Echoing Paterson’s statement that “what has never been alive cannot very well go on living,” Mencken complains that Fitzgerald focuses too much on narrative structure and not enough on characterization — one of the things that distinguishes a great novel from an interesting story. The Great Gatsby, in other words, is well-told but not impactful. It is, as Mencken says, “in form no more than a glorified anecdote.” He continues:
Fitzgerald reinstated
While The Great Gatsby is more beloved today than it was in Fitzgerald’s own time, occasional criticisms — presented as “hot takes” — continue to appear in magazines. When Baz Lurhmann’s mediocre film adaptation released in 2013, for example, Joshua Rothman from The New Yorker said it was “trashy, tasteless, seductive, sentimental, aloof, and artificial,” just like its source material.
But Rothman’s critique is more nuanced than that of his predecessors. Using the film’s release to discuss the reasons for the book’s latent success, he makes two interesting arguments: first, that it’s popular with present-day readers because it embraces the extravagance of the Roaring Twenties; and, second, that it was unpopular with contemporary readers because this embrace borders on parody and criticism.

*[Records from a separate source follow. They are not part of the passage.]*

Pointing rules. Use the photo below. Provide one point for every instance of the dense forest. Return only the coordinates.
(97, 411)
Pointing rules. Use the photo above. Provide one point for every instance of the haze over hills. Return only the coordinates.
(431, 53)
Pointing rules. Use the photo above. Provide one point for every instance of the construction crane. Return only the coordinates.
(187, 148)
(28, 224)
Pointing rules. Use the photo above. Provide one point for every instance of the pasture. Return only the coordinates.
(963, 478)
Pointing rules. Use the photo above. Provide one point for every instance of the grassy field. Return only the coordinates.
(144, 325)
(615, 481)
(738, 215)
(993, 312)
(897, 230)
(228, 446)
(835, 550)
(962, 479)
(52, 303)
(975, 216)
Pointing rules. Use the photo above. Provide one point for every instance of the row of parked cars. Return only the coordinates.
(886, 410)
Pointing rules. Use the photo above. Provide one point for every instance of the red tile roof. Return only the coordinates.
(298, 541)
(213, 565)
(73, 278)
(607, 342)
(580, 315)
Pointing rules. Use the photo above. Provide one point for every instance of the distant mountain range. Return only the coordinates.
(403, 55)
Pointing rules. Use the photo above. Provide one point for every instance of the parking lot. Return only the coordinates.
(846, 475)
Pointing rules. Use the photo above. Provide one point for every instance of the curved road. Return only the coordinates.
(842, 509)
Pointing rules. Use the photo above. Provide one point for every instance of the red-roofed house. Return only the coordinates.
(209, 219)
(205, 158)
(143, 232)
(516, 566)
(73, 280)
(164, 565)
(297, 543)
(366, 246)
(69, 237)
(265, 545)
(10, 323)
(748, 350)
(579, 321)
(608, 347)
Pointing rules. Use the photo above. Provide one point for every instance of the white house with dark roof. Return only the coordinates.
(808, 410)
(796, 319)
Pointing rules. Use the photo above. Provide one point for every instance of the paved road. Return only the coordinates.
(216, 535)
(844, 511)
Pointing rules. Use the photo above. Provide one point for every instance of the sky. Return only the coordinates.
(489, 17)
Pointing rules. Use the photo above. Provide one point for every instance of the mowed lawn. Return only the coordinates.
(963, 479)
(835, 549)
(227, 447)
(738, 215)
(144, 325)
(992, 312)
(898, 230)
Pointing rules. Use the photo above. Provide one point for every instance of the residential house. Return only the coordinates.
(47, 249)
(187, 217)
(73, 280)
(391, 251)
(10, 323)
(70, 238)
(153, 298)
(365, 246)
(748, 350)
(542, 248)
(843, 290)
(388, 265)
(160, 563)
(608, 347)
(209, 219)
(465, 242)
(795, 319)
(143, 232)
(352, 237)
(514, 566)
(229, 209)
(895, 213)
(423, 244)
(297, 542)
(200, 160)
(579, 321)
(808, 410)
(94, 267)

“It’s popular because we still live in that atmosphere today,” he explains. “Fitzgerald’s novel is cool, sexy, stylized, and abstract; there’s a dreamlike falseness, a hollowness, an unreality to it, and that apparent superficiality is part of what makes it fascinating. It’s modernist and European without being arty […] for all its strangeness, it also possesses a glamorous, crowd-pleasing commercialism.”
To us, the setting of The Great Gatsby comes across as an exaggerated fantasy. For Mencken and Paterson, it was a stylized but ultimately faithful depiction of a reality they knew all too well. As did Fitzgerald himself. Like Daisy and Tom Buchanan, he and his wife Zelda lived a life confined to fancy hotel rooms, invite-only parties, and the backseats of luxury cars going way over the speed limit.
It was a lifestyle that eventually destroyed Fitzgerald, who died of complications of alcoholism at 44. While The Great Gatsby was written during the peak of his life and career, the book’s underlying melancholy — encapsulated in Daisy hoping her daughter will be “a beautiful little fool” — hints that the author was, on some level, aware of where he would end up. If The Great Gatsby isn’t great, it’s certainly poetic.